Найти концертную площадку труда не составило — именно оттуда доносился вой баяна. Не хочу сказать ничего плохого о баянисте, но инструмент его совершенно утратил всякие музыкальные способности, и позволял почувствовать только ритм мелодии. Ритм оказался русского народного танца. И под него на площадке посреди холла кружились детишки. Без курток они выглядели намного пухлее, чем в автобусе, вдобавок на них напялили цветастые сарафанчики и платки. По-поросячьи блестя глазами и оскалившись в улыбках, они слегка подпрыгивали, двигаясь по кругу, одну руку поставив на пояс, а другую, с ярко-оранжевым носовым платком, задрав над головой. А вокруг сидели на стульях или стояли наши старички и бабульки, в бесцветных поношенных халатах, кое-кто в облезлых кофтах, в драных шерстяных носках. Они смотрели, склонив с интересом головы, тихонько хлопали в ладоши, покачивались на месте…
В горле зародился комок — все это напоминало один из дурных фильмов Феллини, активно разбавленный отечественной чернухой.
— Улыбайся… — донесся тихий шепот. Я обернулся. Галина Павловна придвинулась поближе и злобно прошипела — Да улыбайся же, идиот!
* * *
— Извините, что я вас так… обругала, — положила Галина Павловна руку мне на плечо, как только мы высадили детишек у их интерната.

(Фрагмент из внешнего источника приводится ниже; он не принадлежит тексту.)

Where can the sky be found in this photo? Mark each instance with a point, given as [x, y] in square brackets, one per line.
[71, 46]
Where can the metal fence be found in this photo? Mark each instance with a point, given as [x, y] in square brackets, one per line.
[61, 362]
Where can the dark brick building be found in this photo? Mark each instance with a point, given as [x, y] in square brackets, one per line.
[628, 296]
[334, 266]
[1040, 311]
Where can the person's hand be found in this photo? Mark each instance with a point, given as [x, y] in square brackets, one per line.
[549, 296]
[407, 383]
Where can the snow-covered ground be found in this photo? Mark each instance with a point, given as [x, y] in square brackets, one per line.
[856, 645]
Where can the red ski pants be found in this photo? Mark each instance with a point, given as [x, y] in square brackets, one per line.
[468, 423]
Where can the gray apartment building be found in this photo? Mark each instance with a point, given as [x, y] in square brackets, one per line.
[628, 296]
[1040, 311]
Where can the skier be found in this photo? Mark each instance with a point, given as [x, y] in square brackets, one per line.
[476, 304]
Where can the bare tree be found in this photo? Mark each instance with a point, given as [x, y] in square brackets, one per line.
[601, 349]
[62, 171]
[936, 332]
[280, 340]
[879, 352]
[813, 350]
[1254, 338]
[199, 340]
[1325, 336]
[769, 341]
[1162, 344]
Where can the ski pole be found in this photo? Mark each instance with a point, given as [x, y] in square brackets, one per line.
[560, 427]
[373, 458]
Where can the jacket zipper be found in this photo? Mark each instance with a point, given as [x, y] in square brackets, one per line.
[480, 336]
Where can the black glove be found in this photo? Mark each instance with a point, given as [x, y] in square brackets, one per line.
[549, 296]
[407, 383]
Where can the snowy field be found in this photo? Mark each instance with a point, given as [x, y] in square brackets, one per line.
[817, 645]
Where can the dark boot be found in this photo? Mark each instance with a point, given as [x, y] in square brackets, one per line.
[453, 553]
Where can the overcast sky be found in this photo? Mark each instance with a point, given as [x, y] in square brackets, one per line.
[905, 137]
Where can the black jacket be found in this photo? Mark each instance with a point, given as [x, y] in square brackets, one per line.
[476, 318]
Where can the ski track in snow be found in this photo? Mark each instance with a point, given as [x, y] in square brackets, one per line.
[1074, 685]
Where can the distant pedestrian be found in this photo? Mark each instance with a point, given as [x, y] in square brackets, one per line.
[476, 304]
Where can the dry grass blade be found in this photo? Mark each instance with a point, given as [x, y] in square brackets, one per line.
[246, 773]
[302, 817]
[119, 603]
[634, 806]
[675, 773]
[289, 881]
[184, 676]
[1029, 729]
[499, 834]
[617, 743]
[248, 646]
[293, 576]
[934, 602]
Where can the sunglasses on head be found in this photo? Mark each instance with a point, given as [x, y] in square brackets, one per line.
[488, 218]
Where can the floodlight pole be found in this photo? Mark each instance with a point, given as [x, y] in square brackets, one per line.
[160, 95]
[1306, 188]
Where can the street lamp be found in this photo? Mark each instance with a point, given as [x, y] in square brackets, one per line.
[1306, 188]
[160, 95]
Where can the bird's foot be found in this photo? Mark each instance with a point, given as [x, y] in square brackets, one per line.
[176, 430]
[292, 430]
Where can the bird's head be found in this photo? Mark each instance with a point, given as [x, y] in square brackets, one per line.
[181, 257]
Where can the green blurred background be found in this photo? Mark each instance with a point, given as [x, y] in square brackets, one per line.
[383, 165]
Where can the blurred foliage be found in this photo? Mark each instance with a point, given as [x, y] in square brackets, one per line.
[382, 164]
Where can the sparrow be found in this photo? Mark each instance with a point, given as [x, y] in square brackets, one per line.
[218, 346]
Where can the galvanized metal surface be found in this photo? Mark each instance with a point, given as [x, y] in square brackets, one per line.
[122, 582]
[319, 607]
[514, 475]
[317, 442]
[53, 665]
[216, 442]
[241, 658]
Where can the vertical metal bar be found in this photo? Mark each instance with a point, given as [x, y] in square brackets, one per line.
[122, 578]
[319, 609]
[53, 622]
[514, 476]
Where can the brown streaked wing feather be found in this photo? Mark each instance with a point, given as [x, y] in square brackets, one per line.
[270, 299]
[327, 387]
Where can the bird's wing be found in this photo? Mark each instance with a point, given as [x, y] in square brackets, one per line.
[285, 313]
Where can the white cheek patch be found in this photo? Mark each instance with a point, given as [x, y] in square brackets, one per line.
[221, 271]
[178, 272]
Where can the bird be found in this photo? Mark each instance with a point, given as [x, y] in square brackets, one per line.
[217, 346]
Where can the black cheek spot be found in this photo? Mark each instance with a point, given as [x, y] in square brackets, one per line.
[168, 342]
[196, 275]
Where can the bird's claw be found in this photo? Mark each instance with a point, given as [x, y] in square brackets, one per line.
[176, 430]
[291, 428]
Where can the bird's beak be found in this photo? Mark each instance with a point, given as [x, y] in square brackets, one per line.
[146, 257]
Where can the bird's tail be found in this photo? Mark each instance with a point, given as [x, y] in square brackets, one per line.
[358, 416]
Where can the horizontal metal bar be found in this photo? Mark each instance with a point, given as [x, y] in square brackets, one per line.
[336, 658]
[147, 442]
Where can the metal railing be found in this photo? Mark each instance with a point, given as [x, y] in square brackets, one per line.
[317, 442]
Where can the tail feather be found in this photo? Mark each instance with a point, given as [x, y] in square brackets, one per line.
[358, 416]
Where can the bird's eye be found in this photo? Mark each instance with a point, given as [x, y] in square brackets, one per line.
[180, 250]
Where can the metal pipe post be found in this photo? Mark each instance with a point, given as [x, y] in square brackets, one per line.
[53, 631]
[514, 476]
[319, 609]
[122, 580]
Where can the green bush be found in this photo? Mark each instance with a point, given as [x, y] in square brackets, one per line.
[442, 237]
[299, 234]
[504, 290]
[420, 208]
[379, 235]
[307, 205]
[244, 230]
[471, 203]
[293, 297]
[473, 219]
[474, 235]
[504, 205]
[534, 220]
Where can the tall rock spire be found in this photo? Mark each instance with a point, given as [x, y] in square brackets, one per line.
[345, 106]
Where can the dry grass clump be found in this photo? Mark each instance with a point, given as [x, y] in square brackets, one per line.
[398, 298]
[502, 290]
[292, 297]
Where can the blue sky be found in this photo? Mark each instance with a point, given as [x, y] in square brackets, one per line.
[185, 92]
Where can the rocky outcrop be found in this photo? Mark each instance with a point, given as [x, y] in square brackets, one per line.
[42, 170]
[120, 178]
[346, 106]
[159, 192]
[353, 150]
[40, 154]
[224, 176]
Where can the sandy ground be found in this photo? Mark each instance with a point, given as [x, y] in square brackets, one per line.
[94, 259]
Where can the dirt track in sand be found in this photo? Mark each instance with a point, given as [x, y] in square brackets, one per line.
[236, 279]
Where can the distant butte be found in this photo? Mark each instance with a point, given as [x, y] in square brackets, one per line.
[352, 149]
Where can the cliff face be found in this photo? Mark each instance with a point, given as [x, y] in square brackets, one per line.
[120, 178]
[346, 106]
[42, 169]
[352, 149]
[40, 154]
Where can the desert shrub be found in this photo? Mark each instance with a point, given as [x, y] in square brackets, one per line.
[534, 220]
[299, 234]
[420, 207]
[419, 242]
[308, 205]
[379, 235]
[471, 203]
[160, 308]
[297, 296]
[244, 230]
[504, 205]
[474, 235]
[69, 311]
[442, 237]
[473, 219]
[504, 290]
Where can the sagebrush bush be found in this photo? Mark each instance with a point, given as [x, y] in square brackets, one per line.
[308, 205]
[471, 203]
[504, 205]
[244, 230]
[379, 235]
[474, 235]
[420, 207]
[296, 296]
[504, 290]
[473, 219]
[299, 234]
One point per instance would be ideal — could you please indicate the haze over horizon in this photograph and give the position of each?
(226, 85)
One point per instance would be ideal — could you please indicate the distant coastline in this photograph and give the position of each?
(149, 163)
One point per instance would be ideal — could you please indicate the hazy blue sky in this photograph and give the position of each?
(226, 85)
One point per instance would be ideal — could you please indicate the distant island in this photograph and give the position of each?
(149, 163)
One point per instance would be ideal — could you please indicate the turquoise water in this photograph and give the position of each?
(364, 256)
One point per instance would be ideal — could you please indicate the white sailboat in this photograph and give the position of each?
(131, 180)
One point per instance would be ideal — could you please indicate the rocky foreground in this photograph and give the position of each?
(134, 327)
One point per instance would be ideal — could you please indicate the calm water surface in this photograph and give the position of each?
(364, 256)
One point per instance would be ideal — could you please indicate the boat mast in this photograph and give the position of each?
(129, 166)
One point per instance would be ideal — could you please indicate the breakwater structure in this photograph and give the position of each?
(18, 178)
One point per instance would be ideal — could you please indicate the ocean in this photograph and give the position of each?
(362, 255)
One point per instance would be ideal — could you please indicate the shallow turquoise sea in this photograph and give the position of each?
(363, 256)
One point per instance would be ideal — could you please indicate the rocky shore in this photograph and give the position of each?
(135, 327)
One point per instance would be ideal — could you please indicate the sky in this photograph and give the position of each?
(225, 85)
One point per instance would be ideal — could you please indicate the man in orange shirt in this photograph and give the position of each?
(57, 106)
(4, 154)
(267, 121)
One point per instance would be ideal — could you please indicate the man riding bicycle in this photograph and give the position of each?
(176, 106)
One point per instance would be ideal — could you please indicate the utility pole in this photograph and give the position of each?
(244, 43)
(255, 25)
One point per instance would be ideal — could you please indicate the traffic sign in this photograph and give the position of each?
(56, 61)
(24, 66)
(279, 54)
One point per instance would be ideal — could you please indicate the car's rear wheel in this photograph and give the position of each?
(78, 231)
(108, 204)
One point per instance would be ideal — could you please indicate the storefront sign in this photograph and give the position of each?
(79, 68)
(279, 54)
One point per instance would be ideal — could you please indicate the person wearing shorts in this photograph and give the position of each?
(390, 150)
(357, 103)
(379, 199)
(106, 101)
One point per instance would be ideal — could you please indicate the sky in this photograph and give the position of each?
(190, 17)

— Да ладно, — попытался отмахнуться я.
— Нет не ладно, — тут же возмутилась Галина Павловна, — Вы просто не понимаете! Это же праздник! У них такое бывает раз в месяц! А вы стоите с таким видом, словно лягушку поглотили.
— Зрелище было, надо вам сказать, как на рисунках Франциско Гойи, — попытался защититься я.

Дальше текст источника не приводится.